2000: The FI Board meets annually and aligns FI with its new ‘FI Charter’ under the direction of Fr. David B. Couturier OFM Cap, who was elected President of the first IBD.

2001: The CFF writes a letter to the international Franciscan Family, asking for their participation and support for the work of FI.

2003: The CFF appoints a second International Board of Directors, at their first meeting in Maryknoll Seminary in New York, Sr. Denise Boyle fmdm, is elected President.

2004, November: Fr. John Quigley OFM is appointed Executive Director for a three-year term with responsibility for the New York and Geneva offices.

2005: Through a generous grant from the OFM Capuchins Conference of the United States, FI establishes an Africa Desk to address issues of HIV and AIDS, peacemaking and conflict resolution. Br. Mike Perry, OFM is given responsibility for the implementation of the Africa Desk programme out of the New York office. The Anglican First and Third Order Franciscans formally join the CFF as FI sponsors. A partnership is established with the Marist Foundation for International Solidarity (FMSI); who will work with FI out of the Geneva office.

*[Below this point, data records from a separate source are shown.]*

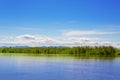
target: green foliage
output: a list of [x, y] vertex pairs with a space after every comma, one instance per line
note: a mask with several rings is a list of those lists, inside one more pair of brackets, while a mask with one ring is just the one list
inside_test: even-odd
[[[0, 48], [0, 53], [23, 54], [70, 54], [75, 56], [116, 56], [120, 50], [111, 46], [101, 47], [30, 47], [30, 48]], [[116, 54], [117, 53], [117, 54]]]

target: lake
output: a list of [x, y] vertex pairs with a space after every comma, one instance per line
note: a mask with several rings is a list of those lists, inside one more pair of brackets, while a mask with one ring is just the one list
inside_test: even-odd
[[0, 80], [120, 80], [120, 58], [0, 56]]

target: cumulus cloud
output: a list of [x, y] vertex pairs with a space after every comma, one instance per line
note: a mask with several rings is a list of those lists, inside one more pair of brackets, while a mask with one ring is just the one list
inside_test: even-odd
[[81, 35], [104, 35], [104, 34], [120, 34], [120, 32], [103, 32], [103, 31], [63, 31], [63, 35], [66, 36], [81, 36]]
[[[69, 33], [69, 32], [68, 32]], [[74, 33], [74, 32], [73, 32]], [[76, 32], [81, 33], [80, 31]], [[82, 32], [82, 34], [87, 35], [88, 33], [93, 34], [117, 34], [117, 32]], [[66, 33], [67, 34], [67, 33]], [[72, 35], [72, 36], [71, 36]], [[78, 34], [77, 34], [78, 35]], [[10, 40], [9, 40], [10, 38]], [[120, 48], [120, 42], [106, 42], [101, 38], [96, 37], [81, 37], [73, 36], [73, 34], [60, 36], [59, 38], [53, 38], [49, 36], [42, 35], [18, 35], [9, 36], [3, 40], [0, 40], [0, 46], [114, 46]]]

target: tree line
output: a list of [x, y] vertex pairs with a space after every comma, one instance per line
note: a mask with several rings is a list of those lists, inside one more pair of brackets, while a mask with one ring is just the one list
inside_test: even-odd
[[112, 46], [0, 48], [0, 53], [70, 54], [76, 56], [115, 56], [118, 51]]

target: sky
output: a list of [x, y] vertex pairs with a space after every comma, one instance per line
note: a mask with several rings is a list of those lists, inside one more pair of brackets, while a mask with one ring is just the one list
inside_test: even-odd
[[120, 47], [120, 0], [0, 0], [0, 46]]

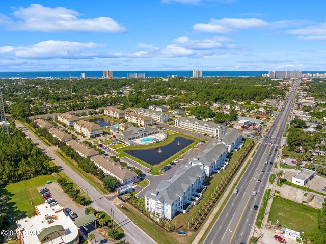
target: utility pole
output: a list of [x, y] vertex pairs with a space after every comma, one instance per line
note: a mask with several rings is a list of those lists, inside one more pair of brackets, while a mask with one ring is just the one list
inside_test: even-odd
[[0, 114], [1, 115], [0, 118], [0, 124], [1, 125], [2, 132], [7, 136], [9, 136], [9, 132], [8, 131], [8, 124], [9, 123], [6, 119], [6, 115], [5, 114], [5, 109], [4, 108], [4, 101], [2, 99], [1, 87], [0, 87]]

2006: The CFF appoints a third International Board of Directors. Fr. John Celichowski OFM Cap is elected President

2008: FI opens its third office in Bangkok, Thailand, under the direction of Ms Julie Morgan, the first Regional Director for the Asia Pacific Programme. The primary role of the office is to bring the services of FI closer to the Franciscan Family and the most vulnerable in the Asia Pacific region. FI will simultaneously work with the regional arm of the UN, known as the Economic and Social Commission for Asia and the Pacific (ESCAP), located in Bangkok.

2008: Sr. Denise Boyle fmdm is appointed the new Executive Director by the IBD after an international employment search, with responsibility for the FI programme including the three regional offices in Bangkok, Geneva and New York.

2009: The CFF appoints a fourth International Board of Directors. Fr. John Doctor OFM is elected the President. FI begins preparatory work for its first 3-year strategic plan holding consultations with principle stakeholders, the Franciscan Family, funding agencies, donors and service providers.

2010: Regional Directors in place in each of the FI offices: Fr. Markus Heinze OFM in Geneva (Germany); Fr. Mike Lasky OFM Conv. in New York (USA); and Mr. Mateusz Tuniewicz in Bangkok, (Poland).

2010: First FI ‘Human Rights Award’ is presented to Fr. Dionysius Mintoff OFM, Malta, for his significant role in encouraging Franciscans to get involved in the UN specifically for their international work on JPIC. In New York, Sr. Mary Teresa Plante and Sr. Bernadette Sullivan receive the first ‘Outstanding Achievement Awards’ for their service to FI from its very inception.

2011: The International Board of Directors renews contract of Sr. Denise Boyle fmdm as Executive Director, for another three-year term to April 2014.

2010-2012: FI implements its 2010-2012 Strategic Plan detailing a revised vision and mission statement, which better suits the current advocacy work of FI, as requested by the Franciscan Family worldwide.

2011 August: Mateusz Tuniewicz drowns in Bali (RIP) on his way home from an FI workshop in Indonesia. Sanjay Gathia is appointed the ‘Interim Regional Director’ till a new director is appointed.

2012, March: Fr. Elias Manuel OFM, Bangalore, India is appointed the new Regional Director for the Asia Pacific Programme after an international employment search.

2012: A new International Board of Directors is appointed by the CFF, with four members from the previous IBD and seven new members. Their first meeting is in Geneva in April, where Doug Clorey OFS, was elected President.